Looking back, as I grow older and have less time, I find myself less and less inclined to be aggressively progressive in technology. Of course, this doesn't mean I've given up. I'm still learning; lifelong learning is my creed.

I just no longer deliberately pursue new technological trends—or to be more confident, remove 'technological.'

I believe this is highly correlated with the accumulation of experience (aka getting older). The more experience one has, the more one tends to summarize a "unified" framework to describe new things. This tendency has its good and bad sides.

On the good side, of course, is abstraction. Abstraction is powerful.

On the bad side, we usually describe this situation as experience becoming the shackles of thought.

Or, you could say, our hands have slowed down.


People often use "washed up" to describe individuals or things: once powerful, but now a shadow of their former selves.

In Cleveland, Ohio, USA, there's the Rock and Roll Hall of Fame.
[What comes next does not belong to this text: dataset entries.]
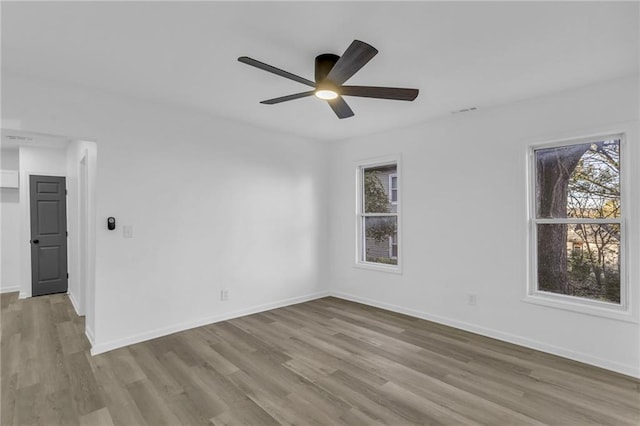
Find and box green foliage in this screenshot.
[364,170,391,213]
[569,250,592,283]
[364,170,396,242]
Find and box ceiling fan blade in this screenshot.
[327,40,378,86]
[238,56,316,87]
[260,90,315,105]
[327,96,354,119]
[340,86,419,101]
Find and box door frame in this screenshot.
[18,170,69,299]
[77,149,91,315]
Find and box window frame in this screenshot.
[389,232,398,259]
[353,154,403,274]
[389,171,398,206]
[522,132,637,322]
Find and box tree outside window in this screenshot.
[534,138,622,304]
[360,163,398,265]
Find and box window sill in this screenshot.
[353,262,402,275]
[522,293,639,324]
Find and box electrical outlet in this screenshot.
[220,288,229,302]
[467,293,478,306]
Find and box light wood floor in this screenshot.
[1,293,640,426]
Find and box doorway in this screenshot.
[78,150,89,315]
[29,175,69,296]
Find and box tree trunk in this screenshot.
[536,144,590,294]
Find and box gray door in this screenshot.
[29,175,68,296]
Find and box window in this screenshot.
[357,160,400,272]
[389,173,398,204]
[389,232,398,259]
[529,135,626,309]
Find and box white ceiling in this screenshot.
[1,2,639,139]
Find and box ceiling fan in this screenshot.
[238,40,418,118]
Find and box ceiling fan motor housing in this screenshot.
[316,53,340,83]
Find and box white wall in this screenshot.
[0,148,20,292]
[16,146,67,297]
[2,73,327,352]
[329,76,640,376]
[66,141,97,322]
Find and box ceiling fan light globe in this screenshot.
[315,89,338,101]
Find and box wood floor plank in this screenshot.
[0,293,640,426]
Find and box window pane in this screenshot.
[363,164,397,213]
[537,223,620,303]
[364,216,398,265]
[535,140,620,219]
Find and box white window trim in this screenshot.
[353,154,403,274]
[389,172,400,206]
[389,233,398,259]
[522,132,638,323]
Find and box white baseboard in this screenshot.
[0,285,20,293]
[86,291,329,355]
[330,291,640,378]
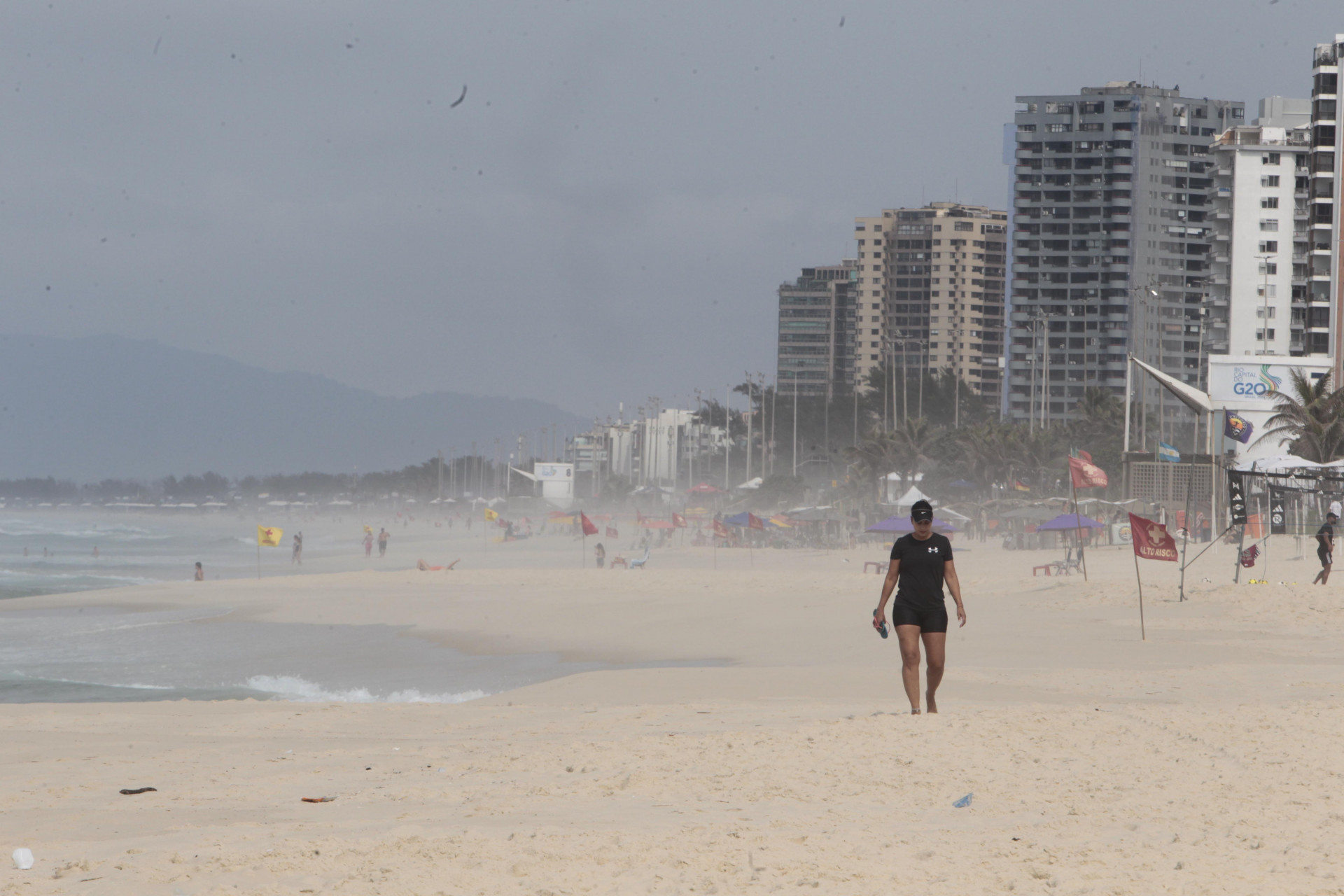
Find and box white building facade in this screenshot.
[1204,97,1311,357]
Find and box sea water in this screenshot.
[0,510,700,703]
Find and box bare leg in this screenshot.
[897,626,919,716]
[923,631,948,712]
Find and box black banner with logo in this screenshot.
[1227,470,1246,525]
[1268,489,1287,535]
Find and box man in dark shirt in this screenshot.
[872,501,966,716]
[1312,513,1340,584]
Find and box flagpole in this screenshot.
[1068,470,1087,582]
[1134,551,1148,640]
[1180,458,1195,602]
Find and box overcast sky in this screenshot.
[0,0,1344,415]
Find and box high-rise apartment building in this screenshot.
[1204,97,1311,356]
[855,203,1008,406]
[1008,80,1246,430]
[1306,34,1344,388]
[776,260,867,396]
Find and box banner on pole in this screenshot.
[1268,489,1287,535]
[1227,470,1246,525]
[1223,411,1255,444]
[1129,513,1180,563]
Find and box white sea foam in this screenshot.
[246,676,485,703]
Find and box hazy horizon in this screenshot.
[0,0,1344,416]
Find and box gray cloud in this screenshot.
[0,0,1337,414]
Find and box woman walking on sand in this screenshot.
[872,501,966,716]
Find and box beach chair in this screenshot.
[1055,548,1084,575]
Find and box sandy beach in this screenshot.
[0,539,1344,896]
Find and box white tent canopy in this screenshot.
[1235,454,1331,473]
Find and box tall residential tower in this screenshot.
[855,203,1008,407]
[1008,80,1246,430]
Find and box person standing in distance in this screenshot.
[872,500,966,716]
[1312,510,1340,584]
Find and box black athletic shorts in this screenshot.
[891,603,948,631]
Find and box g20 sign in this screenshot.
[1233,364,1284,398]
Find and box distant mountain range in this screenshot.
[0,336,587,482]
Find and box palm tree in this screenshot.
[891,416,942,486]
[1255,368,1344,463]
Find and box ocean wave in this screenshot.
[0,567,159,584]
[9,669,176,690]
[244,676,485,703]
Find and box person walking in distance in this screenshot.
[872,501,966,716]
[1312,510,1340,584]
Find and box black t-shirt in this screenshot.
[891,532,951,610]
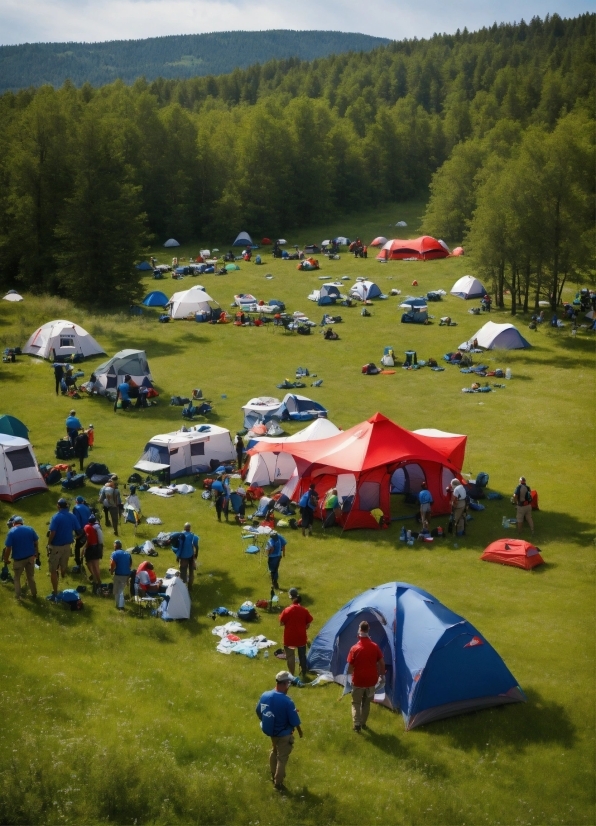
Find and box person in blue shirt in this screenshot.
[298,485,319,536]
[66,410,83,447]
[48,499,78,600]
[72,496,91,574]
[4,516,39,600]
[170,522,199,588]
[265,531,288,588]
[255,671,302,792]
[418,482,434,531]
[110,539,132,610]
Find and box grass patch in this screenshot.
[0,204,594,826]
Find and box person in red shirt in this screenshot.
[348,621,385,734]
[279,594,312,676]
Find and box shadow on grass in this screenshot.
[425,688,576,752]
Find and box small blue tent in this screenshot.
[143,290,170,307]
[308,582,526,730]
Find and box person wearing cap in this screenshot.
[348,620,385,734]
[255,671,302,791]
[451,479,467,536]
[3,516,39,600]
[66,410,83,448]
[279,588,313,676]
[98,474,122,536]
[48,499,78,599]
[418,482,433,531]
[265,531,288,588]
[110,539,132,610]
[72,496,91,573]
[513,476,534,535]
[83,514,103,593]
[170,522,199,588]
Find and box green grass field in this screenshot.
[0,204,595,826]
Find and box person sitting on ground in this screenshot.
[135,562,166,597]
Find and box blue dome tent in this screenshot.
[308,582,526,730]
[142,290,170,307]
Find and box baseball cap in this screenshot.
[275,671,294,683]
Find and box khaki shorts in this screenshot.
[49,545,70,573]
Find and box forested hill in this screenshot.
[0,30,389,93]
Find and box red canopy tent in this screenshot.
[480,539,544,571]
[377,235,449,261]
[248,413,465,529]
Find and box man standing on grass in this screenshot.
[4,516,39,601]
[348,621,385,734]
[48,499,78,602]
[255,671,302,792]
[279,594,313,676]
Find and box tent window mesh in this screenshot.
[6,447,35,470]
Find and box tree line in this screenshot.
[0,15,595,306]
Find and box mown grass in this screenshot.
[0,204,594,824]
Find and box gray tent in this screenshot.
[94,350,153,397]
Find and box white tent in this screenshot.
[245,419,340,486]
[467,321,532,350]
[167,284,219,319]
[135,424,236,479]
[451,275,486,300]
[23,321,105,360]
[161,576,190,620]
[0,433,48,502]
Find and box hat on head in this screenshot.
[275,671,294,683]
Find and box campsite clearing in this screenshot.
[0,204,595,826]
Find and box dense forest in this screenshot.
[0,30,389,94]
[0,14,595,312]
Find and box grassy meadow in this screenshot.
[0,203,595,826]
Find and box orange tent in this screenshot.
[480,539,544,571]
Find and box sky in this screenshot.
[0,0,596,45]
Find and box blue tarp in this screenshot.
[308,582,526,729]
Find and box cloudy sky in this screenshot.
[0,0,596,45]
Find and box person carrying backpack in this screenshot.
[512,476,534,535]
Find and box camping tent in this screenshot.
[135,424,236,479]
[142,290,170,307]
[93,350,153,398]
[245,419,340,486]
[468,321,532,350]
[23,321,105,360]
[167,284,219,319]
[242,396,281,430]
[249,413,460,529]
[451,275,486,301]
[308,582,526,730]
[377,237,449,261]
[161,576,190,620]
[350,281,382,301]
[232,232,253,247]
[0,414,29,439]
[480,539,544,571]
[0,433,48,502]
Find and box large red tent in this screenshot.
[249,413,465,528]
[377,235,449,261]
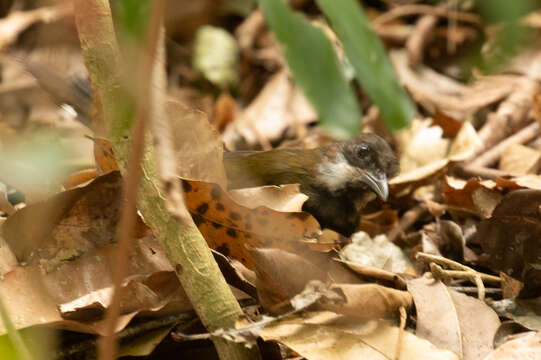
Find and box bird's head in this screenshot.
[316,134,398,200]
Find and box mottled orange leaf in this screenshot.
[182,180,320,268]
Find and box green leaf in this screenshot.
[259,0,361,138]
[317,0,415,130]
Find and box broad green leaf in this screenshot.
[317,0,415,130]
[259,0,361,138]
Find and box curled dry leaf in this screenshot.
[408,278,500,360]
[182,180,321,268]
[169,100,227,189]
[322,284,413,319]
[250,249,329,309]
[223,70,317,150]
[260,312,459,360]
[498,144,541,175]
[0,237,184,334]
[389,123,481,193]
[477,190,541,296]
[340,232,412,272]
[443,176,502,218]
[3,172,150,270]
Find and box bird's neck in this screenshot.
[224,149,322,189]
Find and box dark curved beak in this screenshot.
[361,171,389,201]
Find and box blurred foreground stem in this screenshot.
[74,0,259,359]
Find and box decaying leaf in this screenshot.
[477,190,541,296]
[499,144,541,175]
[3,172,139,269]
[169,100,227,189]
[223,70,317,150]
[229,184,308,212]
[408,278,500,360]
[389,122,481,192]
[0,237,184,334]
[340,232,412,272]
[260,312,459,360]
[443,176,502,218]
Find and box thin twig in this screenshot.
[372,4,482,28]
[99,0,165,360]
[416,252,501,300]
[394,306,408,360]
[453,164,517,180]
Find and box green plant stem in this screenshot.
[74,0,259,359]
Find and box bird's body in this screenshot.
[224,134,398,236]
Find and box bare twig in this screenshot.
[468,122,539,168]
[394,306,408,360]
[99,0,165,360]
[387,203,428,242]
[416,252,501,300]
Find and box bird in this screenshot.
[26,63,398,237]
[223,133,398,237]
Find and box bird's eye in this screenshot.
[357,145,370,157]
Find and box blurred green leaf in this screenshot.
[259,0,361,138]
[193,26,239,89]
[471,0,535,73]
[0,133,73,200]
[317,0,415,130]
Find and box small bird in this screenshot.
[224,134,398,236]
[26,63,398,236]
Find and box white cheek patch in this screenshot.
[317,154,357,192]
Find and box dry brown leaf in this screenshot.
[223,70,317,150]
[92,137,119,175]
[389,50,521,117]
[0,3,73,50]
[477,189,541,296]
[250,249,329,312]
[229,184,308,212]
[499,144,541,175]
[443,176,502,218]
[483,331,541,360]
[430,111,463,138]
[0,238,184,334]
[214,93,237,132]
[322,284,413,319]
[62,169,99,190]
[169,100,227,189]
[408,278,500,360]
[260,312,459,360]
[495,175,541,190]
[3,172,131,269]
[389,123,481,192]
[183,180,320,268]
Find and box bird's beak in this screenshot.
[361,171,389,201]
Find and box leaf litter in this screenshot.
[0,1,541,359]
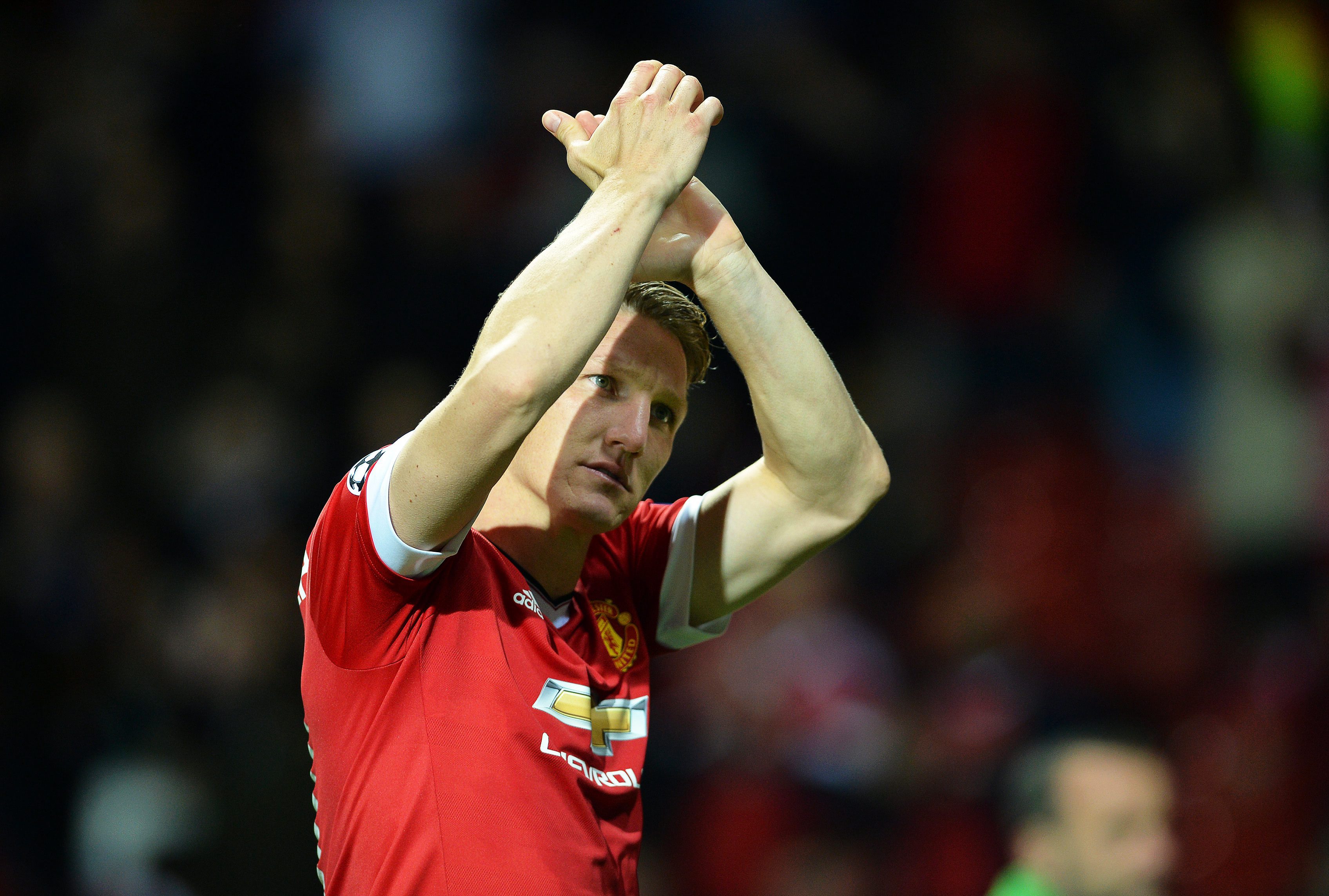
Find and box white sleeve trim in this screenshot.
[364,432,470,578]
[655,495,730,650]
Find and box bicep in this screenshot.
[388,367,546,550]
[691,460,850,625]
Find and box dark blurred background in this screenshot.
[0,0,1329,896]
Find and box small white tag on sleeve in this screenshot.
[364,432,470,578]
[655,495,730,650]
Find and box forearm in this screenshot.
[695,247,889,516]
[462,183,663,412]
[390,178,663,548]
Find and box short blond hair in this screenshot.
[623,281,711,386]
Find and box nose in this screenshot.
[606,395,651,455]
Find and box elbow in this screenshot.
[844,443,890,528]
[823,443,890,537]
[864,447,890,502]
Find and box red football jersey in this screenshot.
[299,439,727,896]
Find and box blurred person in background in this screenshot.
[299,61,889,896]
[989,735,1176,896]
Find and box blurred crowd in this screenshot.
[0,0,1329,896]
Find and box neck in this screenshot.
[472,476,591,598]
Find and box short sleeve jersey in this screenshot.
[299,436,727,896]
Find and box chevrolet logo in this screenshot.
[534,678,649,756]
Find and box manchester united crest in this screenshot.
[590,601,642,671]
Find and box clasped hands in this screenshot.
[542,60,745,294]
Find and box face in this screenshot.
[1042,746,1176,896]
[509,311,687,534]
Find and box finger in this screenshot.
[646,64,683,100]
[674,74,704,112]
[577,109,605,137]
[540,109,590,146]
[696,97,724,128]
[618,58,660,97]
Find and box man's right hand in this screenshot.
[542,60,724,207]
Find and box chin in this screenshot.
[565,492,638,534]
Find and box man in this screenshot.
[299,61,888,896]
[990,736,1176,896]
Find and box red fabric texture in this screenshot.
[300,454,683,896]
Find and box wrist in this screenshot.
[691,241,760,298]
[595,169,673,210]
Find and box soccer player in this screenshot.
[989,734,1176,896]
[299,61,888,896]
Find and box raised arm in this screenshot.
[388,61,723,549]
[690,216,890,625]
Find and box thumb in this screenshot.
[541,109,589,147]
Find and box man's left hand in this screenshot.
[550,112,747,290]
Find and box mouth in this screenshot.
[582,460,631,492]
It specifically records historically famous and influential rock musicians, producers, engineers, and anyone who has contributed to rock music.

By today's standards, they would all be considered "washed up" musicians, expected to be living in poverty, appearing on

shows designed to exploit "washed up" artists.

This show would have to, should, must bring out Chuck Berry's AI avatar for a performance, and then have GAI as a judge to make some comments.

Is there a possibility,
I'm just saying a possibility,
That you haven't washed up,
But rather
Your audience just arrived too late.